Assisti a algumas cena e realmente deixou uma boa impressão, mas eu achei que algumas cenas soaram aritificias demais. Abraços!

BIA disse...

Não assisto mas gosto de ler suas análises. Tenha um bom fim de semana Sérgio!!!
Feliz Primavera!!!
Bjs :)

paulo disse...

Uma coisa todo mundo concorda, até quem tem antipatia da Record: o logo da novela, a abertura e a escolha da trilha sonora das novelas da Record dão um banho nas da globo de uns anos pra cá. Parece que Fina Estampa vai ficar mesmo marcada como a ultima produção global com imagem "normal"(e não essa coisa horrível de agora, escura e alaranjada), com abertura e logo decentes. De lá pra cá um desastre atrás do outro. Mas voltando a Pecado Mortal achei que a novela lembra muito as novelas da rede Manchete da década de 80. Quem não se lembra de "Corpo Santo", novelão policial com super elenco de 1987? Quem tinha birra das novelas da manchete hoje se arrepende de não ter acompanhado. Só espero que o Lombardi não exagere na comédia como de costume e mantenha essa pegada de mistério e ação.
ps.: o Nilson Xavier falou que espera que a novela não seja como Amor a Vida que começou bem e desandou completamente.
Abrçs!

Milene Lima disse...

Antes da metade do texto eu pensava: Como o Lombardi vai sobreviver sem o Pasquim exibindo o peitoral? E você citou tanto o Pasquim quando a galêga chata.
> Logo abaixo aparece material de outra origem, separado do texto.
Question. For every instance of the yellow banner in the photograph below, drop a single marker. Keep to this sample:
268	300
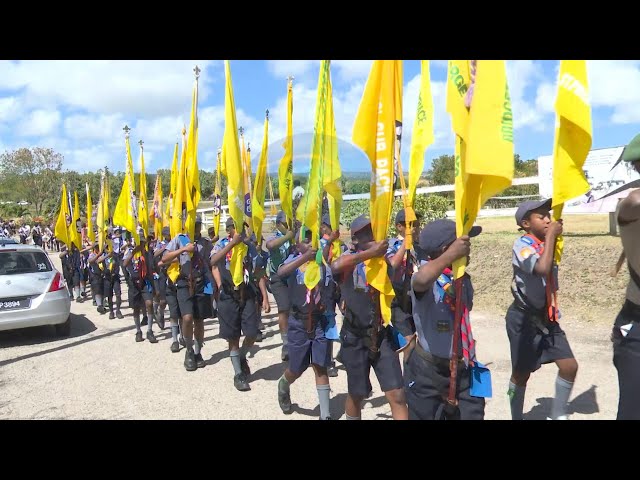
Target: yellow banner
573	138
374	131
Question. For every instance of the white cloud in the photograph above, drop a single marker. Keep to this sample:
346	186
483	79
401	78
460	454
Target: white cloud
39	123
126	87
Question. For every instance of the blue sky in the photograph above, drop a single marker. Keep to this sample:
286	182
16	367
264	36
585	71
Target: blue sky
78	108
Eu vi umas amostras, parece mesmo ser bacana, mas a Record mantém os mesmos autores e tudo parece chato antes mesmo de ser visto. Tem Paloma Duarte nessa também?

Beijo, Sérgio.

Thallys Bruno Almeida disse...

Bem, Sérgio, lembro que do Carlos Lombardi eu gostei especialmente de Quatro Por Quatro, Uga Uga e Pé na Jaca (adorava o personagem do Murilo Benício). Kubanacan é que foi terrível.
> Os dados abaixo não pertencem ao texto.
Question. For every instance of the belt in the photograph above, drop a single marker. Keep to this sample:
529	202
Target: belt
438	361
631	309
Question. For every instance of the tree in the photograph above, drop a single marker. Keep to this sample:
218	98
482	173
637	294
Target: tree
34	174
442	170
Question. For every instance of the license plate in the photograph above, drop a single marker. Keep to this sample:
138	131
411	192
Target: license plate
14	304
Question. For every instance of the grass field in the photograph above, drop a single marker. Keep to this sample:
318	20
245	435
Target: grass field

Pra mim, que acompanhei a boa fase de tramas da Record entre 2006 e 2009, digo sem medo de errar que Pecado Mortal recuperou o estilo legítimo da Record de se fazer novela. E no melhor sentido. Carlos Lombardi acertou em cheio ao propor um novo tema, o crescimento do jogo do bicho em meio à década de 70. E o primeiro capítulo mesclou o "estilo Record" com o "estilo Lombardi" de se fazer novela: ritmo ágil, direção alucinante e homens descamisados. Sobre a abordagem do tema, de fato algo não ficou muito claro, mas isso será sanado ao longo do tempo.

Sobre inovações, acho muito bem-vindas, mas se o autor que eu gosto traz uma coisa mais tradicional (vide Joia Rara), não vejo problema dependendo da forma como é abordada. Até porque que a graça não é saber O QUE acontece, e sim COMO, QUANDO e PORQUE acontece.
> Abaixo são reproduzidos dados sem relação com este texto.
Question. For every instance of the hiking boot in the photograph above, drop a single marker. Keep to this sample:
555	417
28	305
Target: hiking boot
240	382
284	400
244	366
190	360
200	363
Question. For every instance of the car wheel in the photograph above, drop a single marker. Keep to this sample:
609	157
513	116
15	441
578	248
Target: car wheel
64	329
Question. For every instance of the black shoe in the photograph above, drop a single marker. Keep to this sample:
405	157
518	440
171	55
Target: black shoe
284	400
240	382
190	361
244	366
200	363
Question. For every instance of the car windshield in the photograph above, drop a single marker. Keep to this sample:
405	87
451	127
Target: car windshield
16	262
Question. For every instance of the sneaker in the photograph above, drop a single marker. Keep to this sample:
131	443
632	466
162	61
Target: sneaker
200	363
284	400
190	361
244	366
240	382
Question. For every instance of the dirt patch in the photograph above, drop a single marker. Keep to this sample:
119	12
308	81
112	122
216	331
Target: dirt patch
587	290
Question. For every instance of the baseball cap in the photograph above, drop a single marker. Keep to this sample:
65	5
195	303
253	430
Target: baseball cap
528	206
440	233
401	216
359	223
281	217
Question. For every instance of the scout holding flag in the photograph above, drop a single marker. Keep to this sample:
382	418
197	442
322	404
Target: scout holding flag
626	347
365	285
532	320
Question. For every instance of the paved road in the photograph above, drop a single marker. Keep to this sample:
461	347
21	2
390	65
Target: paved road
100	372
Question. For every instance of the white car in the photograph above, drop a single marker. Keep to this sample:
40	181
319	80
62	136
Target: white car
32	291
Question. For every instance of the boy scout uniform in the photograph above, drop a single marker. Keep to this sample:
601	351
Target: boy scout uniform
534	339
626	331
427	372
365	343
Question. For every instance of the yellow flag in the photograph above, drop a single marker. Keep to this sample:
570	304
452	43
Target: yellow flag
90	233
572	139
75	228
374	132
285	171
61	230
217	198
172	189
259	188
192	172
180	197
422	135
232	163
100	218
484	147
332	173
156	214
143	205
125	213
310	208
Das atuações, me agradaram em especial Simone Spoladore, Gracindo Junior, Maytê Piragibe, Paloma Duarte e principalmente Jussara Freire e Betty Lago (vide o embate do capítulo de ontem).

Sobre as cenas sensuais, percebo um leve avanço nas insinuações, mas ainda vejo que resiste um certo pudor em relação a isso (ainda mais que a rival Globo voltou a ousar nas antecessoras de Saramandaia e nas atuais das 6 e 9), talvez pelo controle acionário da emissora. E no comparativo entre Laura e Alzira, pouco lembro de ter visto a personagem da Flávia trabalhando como enfermeira (eu a via mais como stripper mesmo). E como me lembro da Carla Cabral em novelas anteriores, quando ainda assinava Carla Regina, eu a achava bem mais bonita há seis anos atrás. O tempo não parece ter lhe feito muito bem (piorou um pouquinho), ao contrário da Flávia.

A abertura (que pra mim tá mais pra fechadura, haha) foi bem sacada e a trilha sonora anos 70 é gostosa de se ouvir, bem adequada ao horário.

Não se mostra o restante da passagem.